Los párrafos anónimos circulan por internet a sus anchas. Frente a ellos hay que tomar precauciones, un mínimo control, una elemental precaución, para no terminar contaminados. Son textos encubiertos y tramposos que, en su máscara, propagan inexactitudes de todo tipo.

Algo parecido ocurre en los participantes en los foros y debates amparados en la red al cobijo de las muy generosas condiciones de publicación existentes en la comunidad de blogueros. Abundan, y en esto Montilla Digital tampoco es una excepción, los que so pretexto del intercambio de opiniones, atizan el fuego dialéctico con toda clase de insidias y acusaciones.

Y con esa táctica, refugiada en el cobarde anonimato, da la impresión que su mayor empeño es quemar al adversario, al contrincante político, con palabras embozadas, con afirmaciones hirientes destinadas únicamente a desprestigiar a quien van dirigidas. Ésa, en definitiva, es su mayor pretensión destructora. Su infame y lamentable alcance. A este navajeo verbal se reduce la disputa política, en lugar de aprovechar este cauce libérrimo de la prensa digital para enriquecer la controversia.

A medida que se aproxima el domingo 22 de mayo esta tendencia se acerca a la par a su cenit. Cualquier noticia sobre alguno de los cuatro candidatos al sillón de la Alcaldía de Montilla dispara las entradas en el foro, a veces con comentarios salidos de tono que rozan la calumnia, si es que no incurren directamente en ella. Pero como esa mala leche la destilan cual ponzoña tapada, hacen el daño y escurren el bulto. Así cualquiera es un hacha de la crítica miserable.

Sólo hay un asunto que le pueda plantar competencia a la batalla electoral: lo concerniente a la religión, católica por supuesto. La catarata de opiniones, pros y contras, suscitada por el emplazamiento del futuro monumento a San Francisco Solano constata este fenómeno.

Está claro que, a estas alturas, la iglesia y casi todo lo que se deriva de ella sigue sacando de quicio al personal. Pero, por desgracia, lo que podía haber sido una estupenda tribuna para abordar la conveniencia o no de esta iniciativa con argumentos razonados y sin perder la compostura, se quedó en un cruce de exabruptos y groserías de radicales atrincherados en sus inamovibles posiciones. De esta forma se ha perdido otra oportunidad de analizar profundamente el papel de la religión y sus representaciones iconográficas en una sociedad moderna.

Es apasionante el intercambio de golpes dialécticos, pero que sea a cara descubierta.
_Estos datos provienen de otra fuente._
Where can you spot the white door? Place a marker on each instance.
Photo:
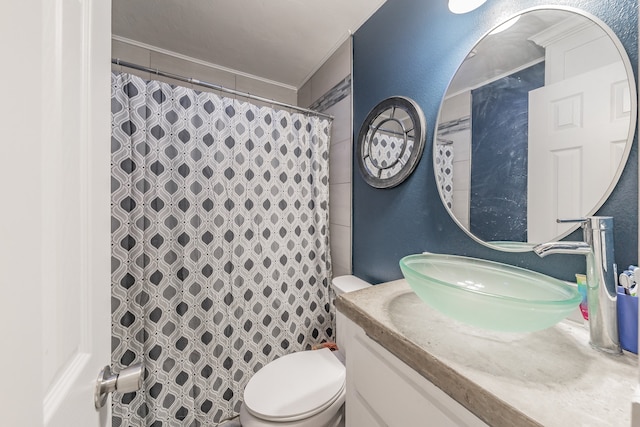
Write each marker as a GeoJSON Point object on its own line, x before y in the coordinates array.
{"type": "Point", "coordinates": [577, 137]}
{"type": "Point", "coordinates": [54, 215]}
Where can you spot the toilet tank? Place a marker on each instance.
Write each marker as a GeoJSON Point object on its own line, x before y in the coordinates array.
{"type": "Point", "coordinates": [342, 285]}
De lo contrario, la infinita cancha de este medio de comunicación se asemeja a un guirigay de exaltados en el que la primera víctima del griterío siempre resulta que es el respeto al contrario.

De acuerdo. La principal regla de la democracia es aceptar la discrepancia, la disidencia. Encajar el reproche aunque duela es una estrategia muy sana. Pero en igualdad de condiciones, sabiendo en todo momento quién es el oponente.

Adolfo Suárez aceptó el juego y sufrió en el empeño un enorme desgaste durante los años que estuvo en el poder, con una oposición agresiva que no le perdonó ni una. A su favor, sin embargo, tuvo que quienes lo recriminaron lo hicieron frente a frente.

No tuvo la misma suerte con sus correligionarios. De un tiempo a esta parte su figura como estadista está siendo reconocida ahora. Pero él, presa de su enfermedad, no ha llegado a tiempo de disfrutar del tardío consuelo a tantos agravios. Esto también, como parte de nuestra reciente historia, se recoge en el tocho de apuntes de mi hija Aurora correspondientes a esta asignatura. Y lo mejor de todo, sin errores.